Indexing (Kindle Serial)
Page 15
The other two elevators arrived and were filled, until the four of us were standing alone. Andy removed his hands from his ears. “Remind me not to piss that girl off,” he said.
“I’m the one you need to worry about,” said Jeff. “I pick all her sheet music.”
“Guys, focus. We need to—Sloane?” She was already starting down the hall, moving slowly at first, but gathering speed with every step. As I said her name, she broke into a run. I swore and ran after her, with Andy and Jeff running close behind me.
Most of the doors were standing open or in the process of swinging closed. Sloane made her way straight to the closed door at the end of the hall. There was a piece of white plastic in her hand. I groped for my pocket as I ran, unsurprised to realize that she had stolen the key card to Elise’s room.
“Sloane!” I shouted. “This isn’t the right way to fix things!”
She didn’t stop running. When she reached Elise’s door, she swiped the key card, shoving the door open in practically the same motion. I caught a glimpse of a shocked face topped by a spray of carroty red hair. Then the door slammed, and Sloane, and our killer, were blocked from view.
“Shit,” I hissed, skidding to a stop just before I would have hit the doorframe. “Sloane!” I pounded on the door. “Let us in! You don’t want to do this!”
“What if she does?” asked Jeff. “What do we do then?”
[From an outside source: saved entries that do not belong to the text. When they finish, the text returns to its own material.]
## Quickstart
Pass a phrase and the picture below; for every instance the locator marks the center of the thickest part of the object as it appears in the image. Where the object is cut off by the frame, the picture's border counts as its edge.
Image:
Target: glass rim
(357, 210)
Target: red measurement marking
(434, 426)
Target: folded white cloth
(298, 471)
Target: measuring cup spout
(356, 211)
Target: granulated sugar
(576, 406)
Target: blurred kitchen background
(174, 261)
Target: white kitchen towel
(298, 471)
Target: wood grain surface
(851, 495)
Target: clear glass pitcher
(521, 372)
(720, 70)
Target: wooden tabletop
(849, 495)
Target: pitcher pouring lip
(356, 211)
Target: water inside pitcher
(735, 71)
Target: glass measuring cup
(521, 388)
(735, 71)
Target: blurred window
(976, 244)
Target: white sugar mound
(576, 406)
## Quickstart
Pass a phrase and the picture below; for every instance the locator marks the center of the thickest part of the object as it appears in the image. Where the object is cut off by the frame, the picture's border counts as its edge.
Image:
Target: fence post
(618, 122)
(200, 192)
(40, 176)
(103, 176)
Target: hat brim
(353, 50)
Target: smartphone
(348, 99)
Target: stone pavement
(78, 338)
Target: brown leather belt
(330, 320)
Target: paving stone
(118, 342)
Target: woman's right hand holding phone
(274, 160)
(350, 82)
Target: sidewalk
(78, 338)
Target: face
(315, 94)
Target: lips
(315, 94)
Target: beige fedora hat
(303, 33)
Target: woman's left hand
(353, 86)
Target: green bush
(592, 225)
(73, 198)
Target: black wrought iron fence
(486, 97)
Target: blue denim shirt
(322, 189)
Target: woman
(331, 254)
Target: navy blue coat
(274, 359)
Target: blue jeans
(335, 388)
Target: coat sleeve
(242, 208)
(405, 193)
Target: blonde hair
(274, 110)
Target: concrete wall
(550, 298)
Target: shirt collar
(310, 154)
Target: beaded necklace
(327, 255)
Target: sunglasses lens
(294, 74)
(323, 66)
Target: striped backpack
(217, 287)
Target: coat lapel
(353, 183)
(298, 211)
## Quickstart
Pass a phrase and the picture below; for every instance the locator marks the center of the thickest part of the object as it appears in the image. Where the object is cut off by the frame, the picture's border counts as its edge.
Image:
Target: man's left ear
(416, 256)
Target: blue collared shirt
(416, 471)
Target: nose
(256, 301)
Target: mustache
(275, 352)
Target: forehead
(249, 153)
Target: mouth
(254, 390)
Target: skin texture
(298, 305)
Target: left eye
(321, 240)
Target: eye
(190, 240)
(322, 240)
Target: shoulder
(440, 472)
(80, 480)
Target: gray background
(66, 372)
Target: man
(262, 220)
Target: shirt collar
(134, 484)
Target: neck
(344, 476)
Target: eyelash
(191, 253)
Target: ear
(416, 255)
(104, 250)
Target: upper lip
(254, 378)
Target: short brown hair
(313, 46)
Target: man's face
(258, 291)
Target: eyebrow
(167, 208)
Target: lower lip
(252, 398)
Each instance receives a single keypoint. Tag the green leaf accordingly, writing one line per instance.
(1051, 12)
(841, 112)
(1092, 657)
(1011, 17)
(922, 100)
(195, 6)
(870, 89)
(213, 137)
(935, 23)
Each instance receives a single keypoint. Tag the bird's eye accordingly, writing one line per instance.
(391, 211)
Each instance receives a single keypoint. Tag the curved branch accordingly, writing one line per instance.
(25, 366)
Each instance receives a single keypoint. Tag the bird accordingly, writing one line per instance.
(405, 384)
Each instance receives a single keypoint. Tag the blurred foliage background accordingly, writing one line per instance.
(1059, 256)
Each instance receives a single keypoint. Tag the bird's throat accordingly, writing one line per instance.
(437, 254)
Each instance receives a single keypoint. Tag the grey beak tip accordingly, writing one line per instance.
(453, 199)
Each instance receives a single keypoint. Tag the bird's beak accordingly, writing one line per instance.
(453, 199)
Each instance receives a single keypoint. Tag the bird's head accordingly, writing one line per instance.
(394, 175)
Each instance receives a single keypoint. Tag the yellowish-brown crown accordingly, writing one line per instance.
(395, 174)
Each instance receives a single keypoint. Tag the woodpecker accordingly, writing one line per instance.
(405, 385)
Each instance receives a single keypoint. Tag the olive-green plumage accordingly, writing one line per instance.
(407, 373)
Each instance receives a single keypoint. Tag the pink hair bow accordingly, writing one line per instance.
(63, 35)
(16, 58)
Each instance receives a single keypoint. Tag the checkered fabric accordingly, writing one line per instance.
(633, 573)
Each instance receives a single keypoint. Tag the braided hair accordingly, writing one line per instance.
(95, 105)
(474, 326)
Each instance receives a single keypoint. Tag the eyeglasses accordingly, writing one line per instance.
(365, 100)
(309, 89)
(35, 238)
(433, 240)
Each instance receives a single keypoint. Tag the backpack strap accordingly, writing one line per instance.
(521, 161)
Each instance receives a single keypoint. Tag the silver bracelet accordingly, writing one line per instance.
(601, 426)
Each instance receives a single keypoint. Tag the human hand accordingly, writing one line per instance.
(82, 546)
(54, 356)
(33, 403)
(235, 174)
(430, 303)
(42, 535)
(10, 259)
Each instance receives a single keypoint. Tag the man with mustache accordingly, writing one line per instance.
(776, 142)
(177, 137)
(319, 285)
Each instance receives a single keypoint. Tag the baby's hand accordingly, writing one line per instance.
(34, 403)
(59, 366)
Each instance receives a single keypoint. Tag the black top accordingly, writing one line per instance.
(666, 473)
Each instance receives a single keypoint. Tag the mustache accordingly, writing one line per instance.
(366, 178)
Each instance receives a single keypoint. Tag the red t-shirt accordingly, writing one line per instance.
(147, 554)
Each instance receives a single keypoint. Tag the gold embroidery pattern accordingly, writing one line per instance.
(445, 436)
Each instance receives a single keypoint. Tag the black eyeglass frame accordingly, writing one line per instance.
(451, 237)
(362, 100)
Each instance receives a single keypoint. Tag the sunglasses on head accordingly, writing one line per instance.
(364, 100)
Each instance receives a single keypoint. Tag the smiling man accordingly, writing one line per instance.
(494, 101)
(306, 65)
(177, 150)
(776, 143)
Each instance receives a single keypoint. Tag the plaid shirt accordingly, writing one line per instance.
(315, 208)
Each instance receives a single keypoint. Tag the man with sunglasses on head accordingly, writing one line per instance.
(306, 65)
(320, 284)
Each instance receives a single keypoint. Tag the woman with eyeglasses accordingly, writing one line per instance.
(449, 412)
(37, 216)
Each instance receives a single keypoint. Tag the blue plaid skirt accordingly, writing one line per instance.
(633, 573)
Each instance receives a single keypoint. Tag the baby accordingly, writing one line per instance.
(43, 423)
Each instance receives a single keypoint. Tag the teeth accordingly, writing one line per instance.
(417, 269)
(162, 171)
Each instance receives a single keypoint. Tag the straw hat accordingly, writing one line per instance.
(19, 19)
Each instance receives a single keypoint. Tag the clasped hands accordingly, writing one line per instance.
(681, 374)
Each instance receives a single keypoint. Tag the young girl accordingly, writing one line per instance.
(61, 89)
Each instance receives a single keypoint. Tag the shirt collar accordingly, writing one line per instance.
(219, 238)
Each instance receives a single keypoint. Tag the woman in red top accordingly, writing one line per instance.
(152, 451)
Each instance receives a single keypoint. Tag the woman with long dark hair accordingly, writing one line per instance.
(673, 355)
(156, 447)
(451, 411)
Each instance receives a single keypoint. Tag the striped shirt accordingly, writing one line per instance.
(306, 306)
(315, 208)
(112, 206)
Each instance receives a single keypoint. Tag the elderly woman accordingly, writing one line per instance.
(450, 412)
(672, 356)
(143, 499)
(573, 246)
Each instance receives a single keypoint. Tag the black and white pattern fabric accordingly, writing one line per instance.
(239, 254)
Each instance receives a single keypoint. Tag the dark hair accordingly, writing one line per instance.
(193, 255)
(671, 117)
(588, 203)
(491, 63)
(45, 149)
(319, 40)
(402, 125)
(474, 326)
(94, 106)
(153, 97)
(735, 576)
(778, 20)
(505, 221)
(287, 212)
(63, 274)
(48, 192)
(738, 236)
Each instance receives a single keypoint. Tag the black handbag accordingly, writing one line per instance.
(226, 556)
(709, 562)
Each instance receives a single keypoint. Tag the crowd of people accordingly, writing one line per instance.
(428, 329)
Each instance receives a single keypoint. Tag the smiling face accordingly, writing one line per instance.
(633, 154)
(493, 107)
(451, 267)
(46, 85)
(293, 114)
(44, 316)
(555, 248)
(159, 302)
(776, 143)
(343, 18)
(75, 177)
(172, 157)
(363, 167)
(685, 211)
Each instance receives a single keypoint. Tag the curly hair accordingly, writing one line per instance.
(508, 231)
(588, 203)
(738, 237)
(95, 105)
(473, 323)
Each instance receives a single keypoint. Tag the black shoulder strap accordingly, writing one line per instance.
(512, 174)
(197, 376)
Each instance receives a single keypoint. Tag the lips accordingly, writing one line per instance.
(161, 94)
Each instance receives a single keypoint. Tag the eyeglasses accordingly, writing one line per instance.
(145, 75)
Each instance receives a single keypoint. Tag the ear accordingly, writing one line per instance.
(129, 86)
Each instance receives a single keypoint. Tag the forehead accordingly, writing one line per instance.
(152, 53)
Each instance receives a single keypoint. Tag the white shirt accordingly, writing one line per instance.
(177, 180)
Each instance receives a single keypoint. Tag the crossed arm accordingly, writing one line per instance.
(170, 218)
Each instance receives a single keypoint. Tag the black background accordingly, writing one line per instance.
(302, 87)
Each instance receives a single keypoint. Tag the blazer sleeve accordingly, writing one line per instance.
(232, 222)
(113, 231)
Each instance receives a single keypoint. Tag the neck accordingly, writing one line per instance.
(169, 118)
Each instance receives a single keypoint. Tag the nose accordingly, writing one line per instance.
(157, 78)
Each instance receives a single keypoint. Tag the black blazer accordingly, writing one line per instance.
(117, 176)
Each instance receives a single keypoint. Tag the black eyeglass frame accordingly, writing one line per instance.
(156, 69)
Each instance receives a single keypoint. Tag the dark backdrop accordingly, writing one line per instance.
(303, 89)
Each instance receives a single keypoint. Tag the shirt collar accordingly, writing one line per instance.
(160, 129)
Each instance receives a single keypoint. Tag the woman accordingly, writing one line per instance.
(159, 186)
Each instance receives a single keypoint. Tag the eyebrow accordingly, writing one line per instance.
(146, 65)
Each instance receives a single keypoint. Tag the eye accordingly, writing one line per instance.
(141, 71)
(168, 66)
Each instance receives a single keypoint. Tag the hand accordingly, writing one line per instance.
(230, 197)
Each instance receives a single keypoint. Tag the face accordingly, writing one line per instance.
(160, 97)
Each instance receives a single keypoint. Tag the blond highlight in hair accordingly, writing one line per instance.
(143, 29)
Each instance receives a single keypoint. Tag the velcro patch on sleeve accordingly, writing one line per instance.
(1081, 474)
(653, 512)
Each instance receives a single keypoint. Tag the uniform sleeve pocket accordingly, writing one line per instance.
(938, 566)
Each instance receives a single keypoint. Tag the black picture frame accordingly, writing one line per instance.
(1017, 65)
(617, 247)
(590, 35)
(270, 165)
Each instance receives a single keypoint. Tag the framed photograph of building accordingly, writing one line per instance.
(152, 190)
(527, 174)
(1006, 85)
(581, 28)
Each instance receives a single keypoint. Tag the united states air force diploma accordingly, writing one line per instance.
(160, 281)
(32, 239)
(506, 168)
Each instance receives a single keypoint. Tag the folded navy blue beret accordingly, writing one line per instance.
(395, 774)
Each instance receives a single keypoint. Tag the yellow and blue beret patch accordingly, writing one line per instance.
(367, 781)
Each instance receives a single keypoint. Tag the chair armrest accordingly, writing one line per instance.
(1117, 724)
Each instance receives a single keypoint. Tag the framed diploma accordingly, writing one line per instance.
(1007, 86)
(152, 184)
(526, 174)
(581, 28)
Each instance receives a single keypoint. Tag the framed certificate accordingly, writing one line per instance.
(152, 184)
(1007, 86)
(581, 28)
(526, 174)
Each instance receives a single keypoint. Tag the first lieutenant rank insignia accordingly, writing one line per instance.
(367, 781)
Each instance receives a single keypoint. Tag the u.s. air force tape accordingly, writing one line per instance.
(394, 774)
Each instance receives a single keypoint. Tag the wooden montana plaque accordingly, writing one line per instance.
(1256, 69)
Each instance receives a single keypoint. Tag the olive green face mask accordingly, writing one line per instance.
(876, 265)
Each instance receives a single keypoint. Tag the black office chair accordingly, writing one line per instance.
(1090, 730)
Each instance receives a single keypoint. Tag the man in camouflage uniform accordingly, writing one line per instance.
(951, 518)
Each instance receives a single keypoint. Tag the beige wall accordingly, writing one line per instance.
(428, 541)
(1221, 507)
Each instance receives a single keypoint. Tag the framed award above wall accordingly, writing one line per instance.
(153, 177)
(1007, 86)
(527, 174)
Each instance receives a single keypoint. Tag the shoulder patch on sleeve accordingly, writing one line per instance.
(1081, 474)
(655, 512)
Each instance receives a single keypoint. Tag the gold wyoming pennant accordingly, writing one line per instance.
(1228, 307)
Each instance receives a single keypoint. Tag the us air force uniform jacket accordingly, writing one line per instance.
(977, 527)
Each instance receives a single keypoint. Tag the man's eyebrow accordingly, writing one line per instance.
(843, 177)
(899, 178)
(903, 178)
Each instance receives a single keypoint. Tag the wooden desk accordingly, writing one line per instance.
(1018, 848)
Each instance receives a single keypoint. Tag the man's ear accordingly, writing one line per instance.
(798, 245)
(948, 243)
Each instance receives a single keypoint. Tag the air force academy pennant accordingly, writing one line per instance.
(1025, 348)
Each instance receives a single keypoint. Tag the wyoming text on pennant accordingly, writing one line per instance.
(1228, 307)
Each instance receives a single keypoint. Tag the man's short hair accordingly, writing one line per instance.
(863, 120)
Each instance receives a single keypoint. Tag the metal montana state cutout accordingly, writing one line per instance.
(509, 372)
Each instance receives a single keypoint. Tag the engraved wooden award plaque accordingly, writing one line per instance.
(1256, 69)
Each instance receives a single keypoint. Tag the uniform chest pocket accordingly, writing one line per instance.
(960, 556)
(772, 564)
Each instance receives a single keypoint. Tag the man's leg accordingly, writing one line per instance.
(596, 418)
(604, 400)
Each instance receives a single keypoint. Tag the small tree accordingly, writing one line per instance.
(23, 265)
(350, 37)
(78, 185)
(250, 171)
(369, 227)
“I don’t know,” I said, and kept pounding on the door, only to nearly fall forward as it was wrenched abruptly open. Sloane was standing just inside with one hand on the doorknob, and the other wrapped firmly around Elise’s throat. The gun was lying on the bed, too far away for either of them to have grabbed it. That was a mercy.
“She’s not worth getting my hands bloody,” snarled Sloane, and half-shoved, half-threw Elise at Andy. He caught her easily. Elise huddled in his arms, sobbing. Sloane wasn’t done with her diatribe, and continued, eyes on Elise, “She turned herself into a Cinderella. You understand? She killed her own mother, turned herself into an orphan, and then went stalking the story. She hoped it would make her better. All it did was make her worthless.”
“I don’t know what she’s talking about,” sobbed Elise. “Why does she keep calling me Cinderella? I didn’t do anything …”
I looked at her, trying to feel something other than pity. “You did enough,” I said.
“She’s lying,” said Sloane. “She knew exactly what she’d done, and what she was trying to become. She wanted to be a perfect little princess. All she did was turn herself into a flawed reflection of an ideal she could never achieve. You hear me? Never.”
Elise straightened, her sobs fading as she twisted in Andy’s arms to glare at Sloane. She wasn’t trying to escape. Maybe she knew that it was pointless. “At least I’m better than you, sister,” she spat. “You think I don’t recognize you? At least I tried. I wormed my way into those families and made them my own. I tried to find another story, one where I didn’t have to be the bad guy. You just let our story take you.”
Sloane stood frozen for a moment, looking at the girl she might have been. Then: “I’ll be in the car,” she said, and stalked away toward the elevators.
Jeff watched her go before moving to stand beside me. “Is she okay?”
“No,” I said, and we stood there waiting until the police descended.